From my perspective, MAO and its leadership, working with its newly selected State Organization(s), deprived me of the full breadth and scope of the year of service I was promised and entitled to expect. For example, I lost the support of the State Organization that that nurtured and supported me for the last six (6) years that I have been involved with the MAO program. I watched with dismay MAO’s cavalier treatment of the volunteers and leaders that have given years, and even decades, of their lives to supporting my state’s former State Organization and the MAO program.
For the record, I have and will always cherish my relationships with these former State Organization volunteers and leaders. For MAO to suggest as it did that I “refrain from any further contact or association” with such people was mare than presumptuous, but rather was inappropriately dismissive of the personal relationships I had made for myself. The first formal communication from MAO after terminating my state’s State Organization - made more than three months after - showed me how little respect or consideration MAO and its leadership had for me and other titleholders and contestants like me.
In retrospect, this entire experience showed me that I did not and still do not agree with MAO’s management of its personnel and program. I have made the difficult decision not to continue my support of the MAO program and to instead pursue exciting new opportunities with another program led and supported by people and volunteers I love and respect. The honor, commitment and loyalty that they have shown to me are values I want to reflect and reciprocate as my legacy.
Christine Electra Williamson”
On May 15, 2019, it was announced that Williamson would take the inaugural Miss Tennessee Volunteer 2018 title, an organization that is led by the former Miss Tennessee Organization leaders. On May 25, 2019, Williamson was crowned the inaugural Miss Tennessee Volunteer 2018 title and stated how grateful she was to help another young woman connect with her state the same way she did.
On June 26, 2019, Williamson posted to her website about why she left MAO and addressed the contestants who may be on the fence about staying with MAO. She discussed her experience at the national Miss America competition as well as feeling like the organization was not concerned with her health or personal growth. When addressing contestants that are deciding whether to stay with the organization, she said,
"So to the girls deciding to compete in MAO or in Miss Tennessee Volunteer,
I can't tell you what is "right" for you to decide.

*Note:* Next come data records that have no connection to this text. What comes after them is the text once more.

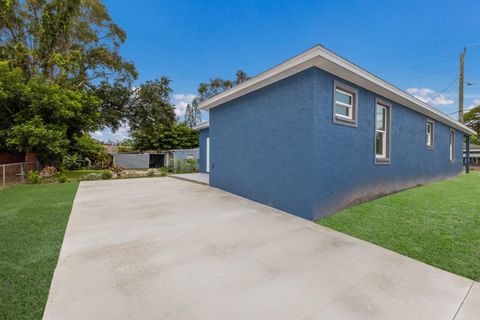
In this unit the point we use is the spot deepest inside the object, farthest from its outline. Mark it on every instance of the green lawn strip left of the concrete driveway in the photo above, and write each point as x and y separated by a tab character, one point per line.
33	219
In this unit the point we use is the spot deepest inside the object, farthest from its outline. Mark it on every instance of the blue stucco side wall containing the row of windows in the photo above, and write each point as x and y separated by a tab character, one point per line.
346	171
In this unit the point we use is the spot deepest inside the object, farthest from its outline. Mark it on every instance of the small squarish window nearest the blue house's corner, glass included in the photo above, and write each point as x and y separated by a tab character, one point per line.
344	104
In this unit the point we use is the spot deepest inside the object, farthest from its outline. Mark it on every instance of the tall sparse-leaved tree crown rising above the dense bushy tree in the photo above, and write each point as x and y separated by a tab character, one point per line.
70	42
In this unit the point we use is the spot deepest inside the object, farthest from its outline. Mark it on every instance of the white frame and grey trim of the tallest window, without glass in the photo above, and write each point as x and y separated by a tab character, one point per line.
383	158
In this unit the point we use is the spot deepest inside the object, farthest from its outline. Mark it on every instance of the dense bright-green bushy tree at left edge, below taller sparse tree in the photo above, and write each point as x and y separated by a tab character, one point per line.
41	116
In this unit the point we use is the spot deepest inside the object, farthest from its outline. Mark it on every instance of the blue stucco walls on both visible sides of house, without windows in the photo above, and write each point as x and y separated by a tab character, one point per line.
279	146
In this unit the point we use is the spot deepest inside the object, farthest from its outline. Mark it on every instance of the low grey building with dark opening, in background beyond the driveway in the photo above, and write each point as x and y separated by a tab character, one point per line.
153	159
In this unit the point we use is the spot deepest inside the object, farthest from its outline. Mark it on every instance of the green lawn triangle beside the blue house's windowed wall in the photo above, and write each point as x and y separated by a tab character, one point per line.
438	224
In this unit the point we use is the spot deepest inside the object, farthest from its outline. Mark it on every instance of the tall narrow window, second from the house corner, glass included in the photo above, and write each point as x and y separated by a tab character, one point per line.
382	132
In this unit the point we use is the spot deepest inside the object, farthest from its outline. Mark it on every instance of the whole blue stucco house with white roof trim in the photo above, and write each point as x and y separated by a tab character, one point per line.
317	133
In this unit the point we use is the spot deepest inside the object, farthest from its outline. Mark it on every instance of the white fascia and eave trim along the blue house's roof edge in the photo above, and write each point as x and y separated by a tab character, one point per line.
325	59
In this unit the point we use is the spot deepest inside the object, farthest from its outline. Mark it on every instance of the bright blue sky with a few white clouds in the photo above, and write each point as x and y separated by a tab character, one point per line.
414	45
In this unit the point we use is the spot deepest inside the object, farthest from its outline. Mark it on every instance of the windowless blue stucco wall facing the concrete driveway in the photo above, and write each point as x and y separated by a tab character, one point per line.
261	145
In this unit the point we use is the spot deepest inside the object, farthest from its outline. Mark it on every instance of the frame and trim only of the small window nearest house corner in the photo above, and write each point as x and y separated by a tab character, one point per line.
351	119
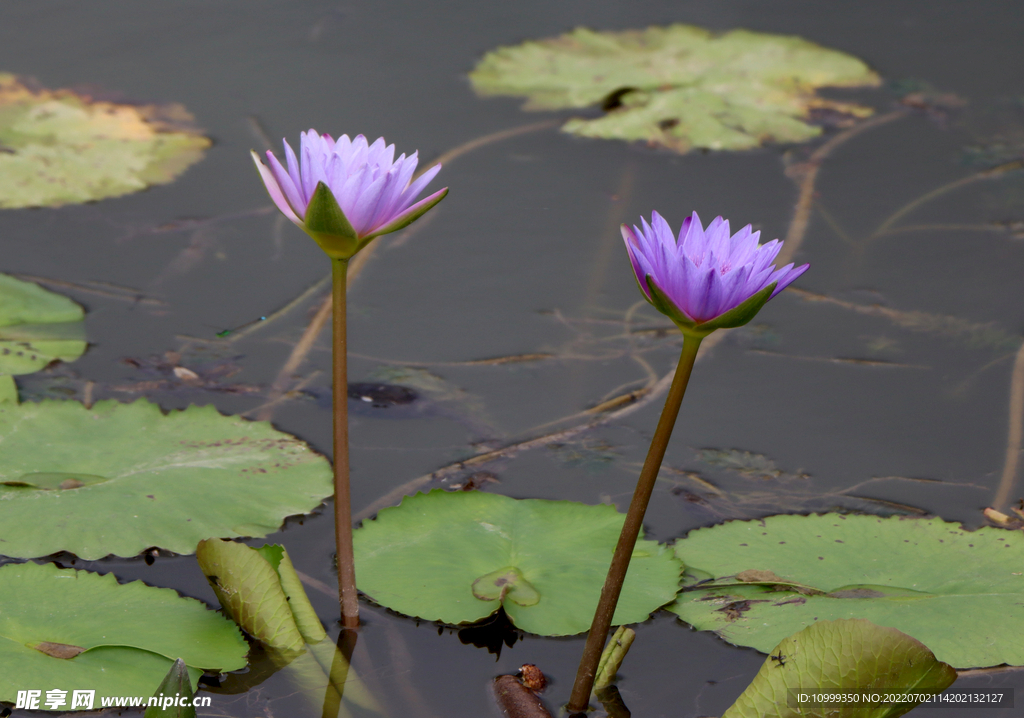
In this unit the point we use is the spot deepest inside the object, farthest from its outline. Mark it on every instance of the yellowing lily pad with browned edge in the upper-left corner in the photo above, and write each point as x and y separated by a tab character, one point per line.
58	147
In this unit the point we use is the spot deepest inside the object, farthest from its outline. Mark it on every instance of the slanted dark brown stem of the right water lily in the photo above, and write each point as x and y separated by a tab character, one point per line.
631	530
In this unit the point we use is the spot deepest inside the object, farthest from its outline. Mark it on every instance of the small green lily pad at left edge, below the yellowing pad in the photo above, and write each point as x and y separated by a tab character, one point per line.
36	328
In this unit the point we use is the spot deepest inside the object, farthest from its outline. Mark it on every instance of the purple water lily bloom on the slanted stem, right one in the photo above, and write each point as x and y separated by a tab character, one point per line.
707	280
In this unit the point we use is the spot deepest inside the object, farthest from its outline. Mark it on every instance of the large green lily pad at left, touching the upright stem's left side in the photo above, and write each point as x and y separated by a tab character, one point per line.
119	479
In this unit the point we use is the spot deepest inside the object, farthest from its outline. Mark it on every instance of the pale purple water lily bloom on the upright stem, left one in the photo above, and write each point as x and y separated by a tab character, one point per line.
366	192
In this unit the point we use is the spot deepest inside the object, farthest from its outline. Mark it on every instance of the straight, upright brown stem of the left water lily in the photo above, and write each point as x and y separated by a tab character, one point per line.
343	501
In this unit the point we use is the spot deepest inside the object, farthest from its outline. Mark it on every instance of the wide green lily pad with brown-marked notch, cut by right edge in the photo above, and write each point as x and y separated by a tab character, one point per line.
959	593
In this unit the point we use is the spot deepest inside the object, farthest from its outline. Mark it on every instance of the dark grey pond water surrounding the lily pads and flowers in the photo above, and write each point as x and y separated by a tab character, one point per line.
525	258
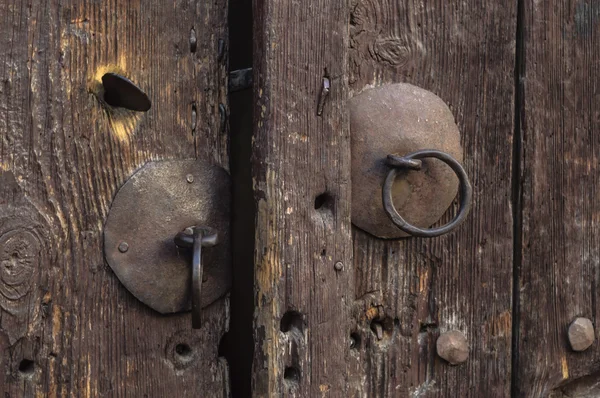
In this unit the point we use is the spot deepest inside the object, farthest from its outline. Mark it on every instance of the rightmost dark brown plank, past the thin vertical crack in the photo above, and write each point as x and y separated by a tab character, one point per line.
560	269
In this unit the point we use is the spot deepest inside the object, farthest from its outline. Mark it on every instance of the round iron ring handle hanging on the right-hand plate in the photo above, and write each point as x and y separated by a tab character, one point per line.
413	161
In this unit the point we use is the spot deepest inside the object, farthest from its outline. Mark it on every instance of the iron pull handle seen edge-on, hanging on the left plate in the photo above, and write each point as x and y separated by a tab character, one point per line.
196	238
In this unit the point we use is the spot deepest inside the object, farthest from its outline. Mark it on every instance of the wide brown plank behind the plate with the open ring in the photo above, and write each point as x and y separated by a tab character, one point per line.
413	289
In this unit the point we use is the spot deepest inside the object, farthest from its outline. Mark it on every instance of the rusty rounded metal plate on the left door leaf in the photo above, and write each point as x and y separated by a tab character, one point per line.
155	204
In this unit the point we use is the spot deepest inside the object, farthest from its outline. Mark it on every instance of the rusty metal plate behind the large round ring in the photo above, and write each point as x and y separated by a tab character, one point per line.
400	119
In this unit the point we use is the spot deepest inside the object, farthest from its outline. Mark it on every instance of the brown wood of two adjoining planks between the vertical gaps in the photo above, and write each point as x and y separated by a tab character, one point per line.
466	54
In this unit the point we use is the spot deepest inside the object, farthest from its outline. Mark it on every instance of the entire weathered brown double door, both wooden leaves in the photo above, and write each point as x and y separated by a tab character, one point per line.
521	80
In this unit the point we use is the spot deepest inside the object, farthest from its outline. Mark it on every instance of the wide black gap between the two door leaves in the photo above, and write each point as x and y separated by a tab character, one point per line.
237	345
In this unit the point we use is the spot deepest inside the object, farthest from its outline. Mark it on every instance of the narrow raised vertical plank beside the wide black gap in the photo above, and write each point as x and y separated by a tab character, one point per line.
301	173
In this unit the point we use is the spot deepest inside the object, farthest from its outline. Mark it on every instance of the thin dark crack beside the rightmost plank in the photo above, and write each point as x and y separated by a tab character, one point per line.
517	191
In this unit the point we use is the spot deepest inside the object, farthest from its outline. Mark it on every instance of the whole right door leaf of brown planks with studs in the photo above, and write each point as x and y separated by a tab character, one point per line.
521	79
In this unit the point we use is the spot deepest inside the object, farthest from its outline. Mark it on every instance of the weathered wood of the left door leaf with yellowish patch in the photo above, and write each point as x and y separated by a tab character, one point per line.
67	326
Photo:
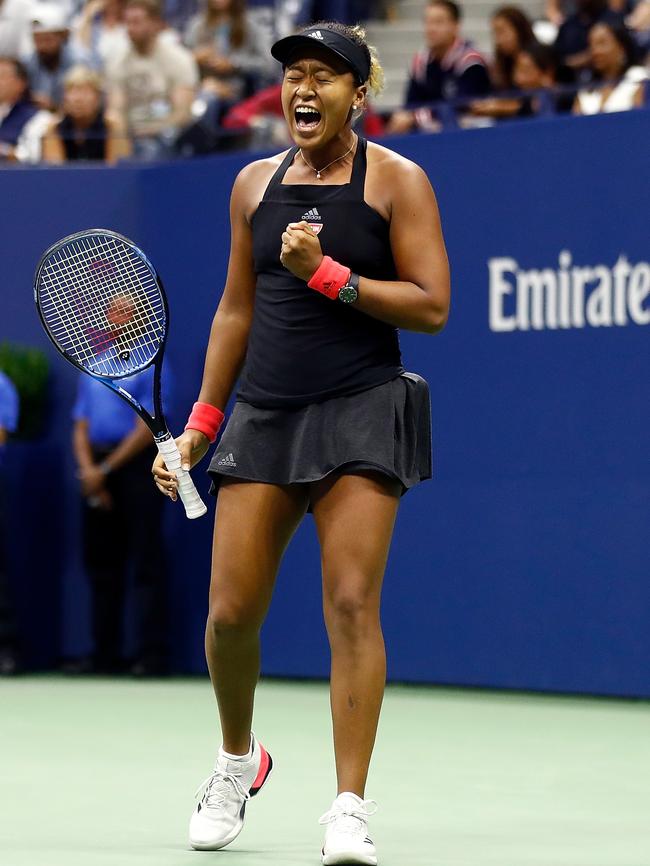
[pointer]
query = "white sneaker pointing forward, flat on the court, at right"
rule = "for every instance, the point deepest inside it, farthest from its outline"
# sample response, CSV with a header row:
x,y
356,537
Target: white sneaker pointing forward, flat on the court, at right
x,y
346,837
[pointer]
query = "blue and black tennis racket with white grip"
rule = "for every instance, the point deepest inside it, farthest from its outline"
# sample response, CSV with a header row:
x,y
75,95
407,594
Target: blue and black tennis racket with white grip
x,y
103,306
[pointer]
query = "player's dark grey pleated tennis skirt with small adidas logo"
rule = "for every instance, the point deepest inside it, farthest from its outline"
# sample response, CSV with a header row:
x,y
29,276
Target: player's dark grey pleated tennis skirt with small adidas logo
x,y
386,428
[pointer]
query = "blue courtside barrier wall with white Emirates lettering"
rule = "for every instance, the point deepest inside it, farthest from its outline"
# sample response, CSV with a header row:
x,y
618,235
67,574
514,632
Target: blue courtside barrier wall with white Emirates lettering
x,y
524,563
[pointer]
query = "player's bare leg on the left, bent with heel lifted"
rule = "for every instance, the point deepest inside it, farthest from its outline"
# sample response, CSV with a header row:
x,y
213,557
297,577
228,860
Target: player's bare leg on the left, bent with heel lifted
x,y
253,525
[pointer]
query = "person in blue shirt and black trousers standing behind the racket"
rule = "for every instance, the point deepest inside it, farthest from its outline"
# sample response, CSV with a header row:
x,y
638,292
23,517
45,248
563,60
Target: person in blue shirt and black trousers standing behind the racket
x,y
122,514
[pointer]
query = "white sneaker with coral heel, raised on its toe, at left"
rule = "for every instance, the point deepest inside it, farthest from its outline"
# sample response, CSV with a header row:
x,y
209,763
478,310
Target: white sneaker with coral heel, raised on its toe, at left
x,y
219,816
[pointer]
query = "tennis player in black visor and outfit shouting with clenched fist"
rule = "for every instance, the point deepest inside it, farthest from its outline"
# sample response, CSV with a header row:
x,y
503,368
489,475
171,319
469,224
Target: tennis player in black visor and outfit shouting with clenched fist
x,y
335,245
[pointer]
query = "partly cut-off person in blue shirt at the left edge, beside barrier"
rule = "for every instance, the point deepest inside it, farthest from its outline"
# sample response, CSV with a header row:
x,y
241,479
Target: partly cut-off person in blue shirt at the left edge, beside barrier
x,y
9,650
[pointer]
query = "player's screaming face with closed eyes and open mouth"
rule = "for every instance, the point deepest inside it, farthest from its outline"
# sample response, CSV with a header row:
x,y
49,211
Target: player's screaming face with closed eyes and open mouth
x,y
318,92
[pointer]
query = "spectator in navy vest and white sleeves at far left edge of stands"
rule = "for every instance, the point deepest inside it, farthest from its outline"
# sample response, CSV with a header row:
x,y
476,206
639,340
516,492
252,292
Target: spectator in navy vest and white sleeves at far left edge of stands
x,y
22,123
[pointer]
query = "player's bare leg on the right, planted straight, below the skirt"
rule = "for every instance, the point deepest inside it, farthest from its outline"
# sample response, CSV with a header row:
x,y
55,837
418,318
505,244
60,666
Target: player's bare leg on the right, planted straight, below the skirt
x,y
355,515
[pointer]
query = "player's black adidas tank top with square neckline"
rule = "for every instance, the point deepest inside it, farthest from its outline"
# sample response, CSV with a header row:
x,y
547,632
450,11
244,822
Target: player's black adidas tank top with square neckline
x,y
303,347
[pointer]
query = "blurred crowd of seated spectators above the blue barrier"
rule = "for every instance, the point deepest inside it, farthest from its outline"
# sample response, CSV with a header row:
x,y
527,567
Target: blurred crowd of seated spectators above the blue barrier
x,y
149,79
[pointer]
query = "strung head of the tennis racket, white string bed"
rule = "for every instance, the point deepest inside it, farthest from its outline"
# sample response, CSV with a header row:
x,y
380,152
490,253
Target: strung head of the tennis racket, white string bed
x,y
82,285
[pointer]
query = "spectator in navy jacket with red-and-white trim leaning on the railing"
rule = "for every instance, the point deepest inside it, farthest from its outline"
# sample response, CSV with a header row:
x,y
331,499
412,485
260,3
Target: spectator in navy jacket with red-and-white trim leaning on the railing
x,y
449,68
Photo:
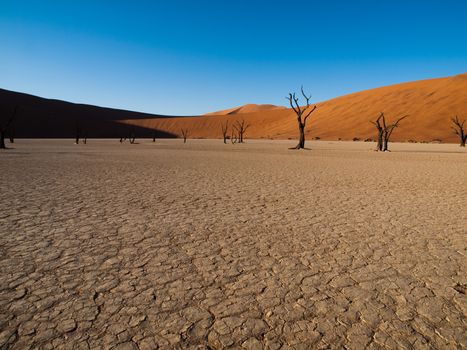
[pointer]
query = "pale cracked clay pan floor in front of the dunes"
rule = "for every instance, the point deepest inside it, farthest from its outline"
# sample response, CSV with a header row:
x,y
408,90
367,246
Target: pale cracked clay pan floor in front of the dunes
x,y
251,246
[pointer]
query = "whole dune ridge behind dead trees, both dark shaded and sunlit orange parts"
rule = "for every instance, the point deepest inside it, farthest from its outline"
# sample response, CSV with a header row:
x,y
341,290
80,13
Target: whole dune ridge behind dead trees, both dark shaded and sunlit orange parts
x,y
429,103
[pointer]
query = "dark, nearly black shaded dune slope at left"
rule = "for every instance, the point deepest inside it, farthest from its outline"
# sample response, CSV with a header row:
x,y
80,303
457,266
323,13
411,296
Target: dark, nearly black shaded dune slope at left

But here is what I can tell you-
(1) I have not heard from the Miss America Organization / its national leadership in any official form since February 19th.
(2) They (MAO) have not voiced concern for my well being, health, or how this stressful situation has impacted me, personally.
(3) The Miss Tennessee Volunteer Organization has always chosen to put me at the forefront of their decision making process and to use what is in my best interest as their guide for what to decide.
(4) the Miss Tennessee Volunteer organization has always had a vested interest in my health and well being and they have gone above and beyond to look out for my best interests at all times."